Over the past months, a number of us, representing various age groups and leaders in the church have been discerning God’s vision for our community of faith as we look toward the future. And what have we discerned God calling us to be?

We at SHMC are a vibrant Christian community with a visible, contagious warmth that loves, accepts and connects with each other as we grow together in the spirit of Jesus.

Because we are each called to be disciples of Jesus we see ourselves as a congregation learning from and embracing our neighbours, local and global, serving with a posture of love and humility.

Growing and serving together in the spirit of Jesus”... That is a high calling, a noble calling, an intimidating calling. If we live out that vision we will be challenged to see our congregation, and ourselves as members in a new light. We will be challenged to become more visible in our community. We will be challenged to radiate and embody a ‘visible warmth’, that is contagious and attractive. We will be challenged to be more than occasional Sunday morning spectators, and to truly be participants, to be leaders and to be workers. We will need to see our faith community, our building, our property, as more than something we’ve invested in and need to maintain, but as God’s house...where all who are God’s children are supposed to find a home. We will be challenged to embrace our neighbours, and our neighbours are people who are dealing with many forms of darkness, and are longing to be called out of that darkness into the light of God’s love and acceptance and reconciliation.

So are we ready for this? I’m not sure! Do we want to be formed into the kinds of living stones that God can use here in this place to build a spiritual house? Are we ready to be challenged out of the comfort zone of our status quo, and into the heady excitement of where God wants to take us? I want to challenge you to commitment. I want to challenge you to say before God and before your sisters and brothers in this community of faith: Jesus, I want to be a living stone. I want to allow myself to be used to build a spiritual house here, a place that will proclaim in new ways and in old ways, the wondrous deeds of the one who has called us out of darkness into his marvellous light.

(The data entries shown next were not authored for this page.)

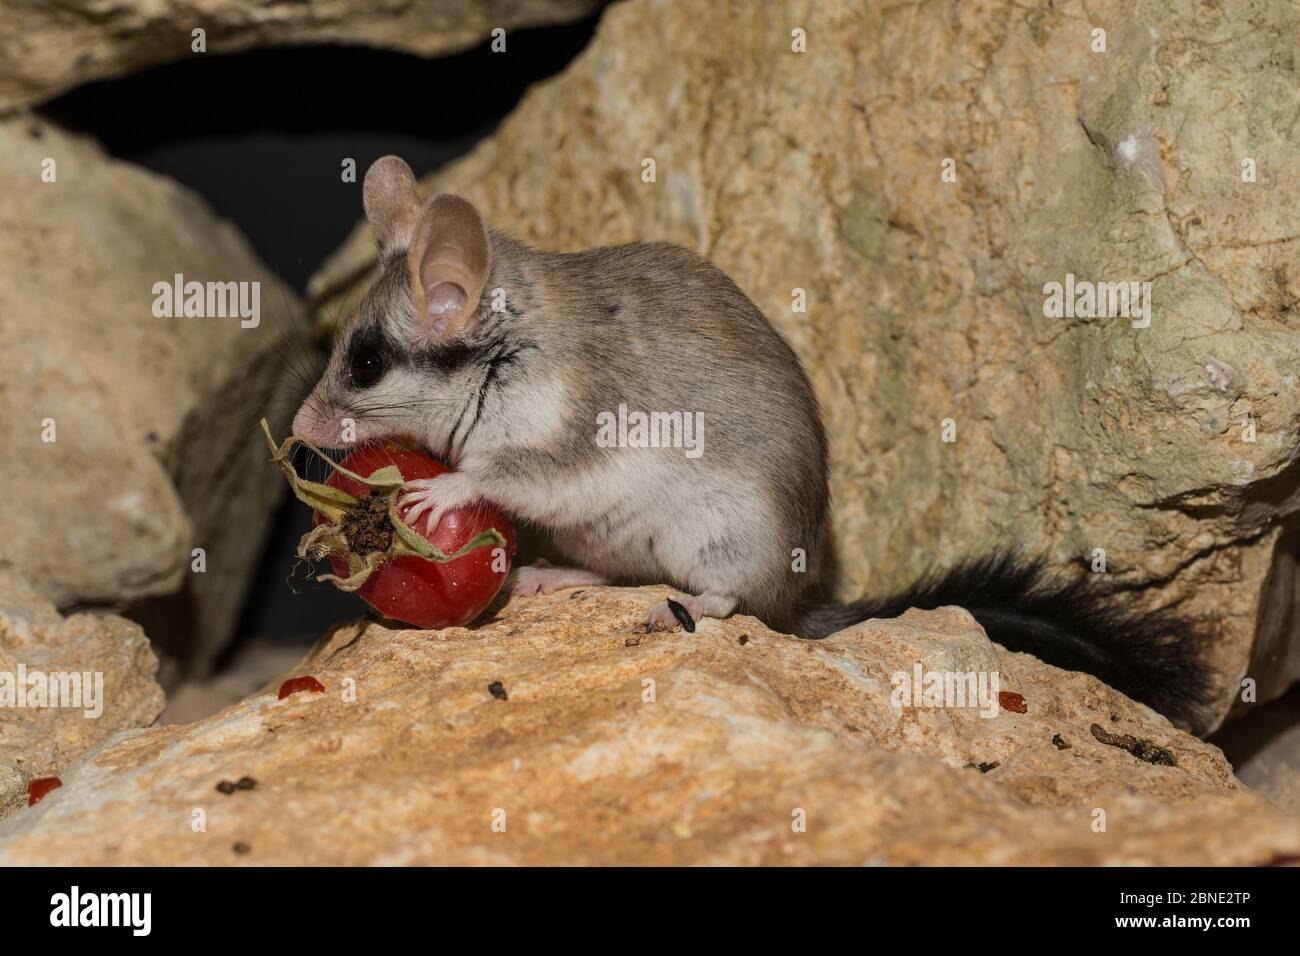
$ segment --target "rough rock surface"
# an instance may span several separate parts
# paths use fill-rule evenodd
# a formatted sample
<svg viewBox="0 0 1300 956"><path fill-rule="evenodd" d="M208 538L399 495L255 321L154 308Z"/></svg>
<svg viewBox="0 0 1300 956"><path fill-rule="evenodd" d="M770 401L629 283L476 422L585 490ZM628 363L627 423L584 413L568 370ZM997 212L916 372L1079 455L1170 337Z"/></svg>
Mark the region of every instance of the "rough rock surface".
<svg viewBox="0 0 1300 956"><path fill-rule="evenodd" d="M843 596L1104 549L1099 587L1218 635L1213 725L1300 676L1298 32L1284 0L630 0L430 185L729 272L823 403ZM318 304L372 259L359 230ZM1150 326L1046 318L1067 274L1152 283Z"/></svg>
<svg viewBox="0 0 1300 956"><path fill-rule="evenodd" d="M662 593L517 600L476 630L341 627L294 672L323 693L263 693L195 724L118 735L0 823L0 864L1300 853L1300 818L1242 789L1217 748L1090 677L1002 650L965 611L910 611L822 642L745 617L638 633ZM893 706L893 675L918 664L996 671L1023 706L1008 698L989 718ZM1099 743L1094 724L1174 764ZM251 788L218 789L244 777Z"/></svg>
<svg viewBox="0 0 1300 956"><path fill-rule="evenodd" d="M201 669L283 492L256 422L292 411L297 300L193 193L47 123L0 122L0 178L0 559L60 607L175 595L150 636ZM177 273L260 282L260 324L156 317Z"/></svg>
<svg viewBox="0 0 1300 956"><path fill-rule="evenodd" d="M507 30L575 20L597 0L0 0L0 110L39 102L79 83L179 60L191 31L207 54L251 47L351 43L451 53Z"/></svg>
<svg viewBox="0 0 1300 956"><path fill-rule="evenodd" d="M28 780L57 776L92 745L148 726L163 709L162 688L154 680L158 659L138 625L112 614L62 617L0 566L0 675L8 677L6 684L16 683L20 664L26 675L42 678L99 673L103 690L98 699L82 698L90 717L86 707L20 707L17 697L11 703L0 695L0 816L26 804ZM23 699L53 703L48 697Z"/></svg>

If you are ready to make that commitment, I do want to challenge you to make that visible. I invite you to come forward, to take a stone from the wheelbarrow, and continue to build the walls of this structure here on the table. It is just a gesture, but it doesn’t have to be an empty gesture. It’s a sign to our sisters and brothers and to God, and it will make a difference in our lives! “Come to him, the living stone..., and like living stones, let yourselves be built into a spiritual house, to be a holy priesthood, to offer spiritual sacrifices to God through Jesus Christ.”